On Jan. 18, The Post reported exclusively on a series of alleged internal e-mails in which American Apparel employees bought Web ads and fed bloggers in an unusual cyber-campaign against Keith Fink – a Los Angeles attorney whose clients have sued Charney for sexual harassment and wrongful termination.

Also recently leaked to the press was an alleged e-mail in which CFO Adrian Kowalewski wrote to a fellow employee to decline a reporter’s request for an interview. Kowalewski noted that he had been sick after grappling with the company’s financial woes, and was busy boarding a plane for the holidays.

“We almost went bankrupt last Friday,” Kowalewski wrote in the Dec. 24 e-mail, which was intercepted and distributed to reporters days afterward. “I’m sorry but I was busy with that for the last several weeks.”

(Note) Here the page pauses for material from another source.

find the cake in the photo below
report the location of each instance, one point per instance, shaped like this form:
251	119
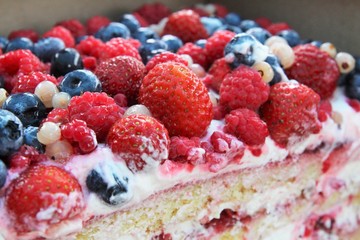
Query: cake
196	125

Kowalewski appeared to refer to American Apparel’s Dec. 19 amendment to credit agreements that allowed the cash-strapped company to push back the due dates for looming debt payments by three months.

The company announced the credit extensions immediately, sending its shares soaring 29 percent.

American Apparel’s quarterly 10-Q filing with the SEC in November mentioned a Dec. 19 deadline to extend the debt payments, noting that a failure to do so could force the company “to modify its current business plan, curtail operations or affect the company’s ability to continue operations as a going concern.”

While that’s “good disclosure,” it’s possible that the SEC thinks it came too late, said William Sherman, a partner at law firm Morrison & Foerster.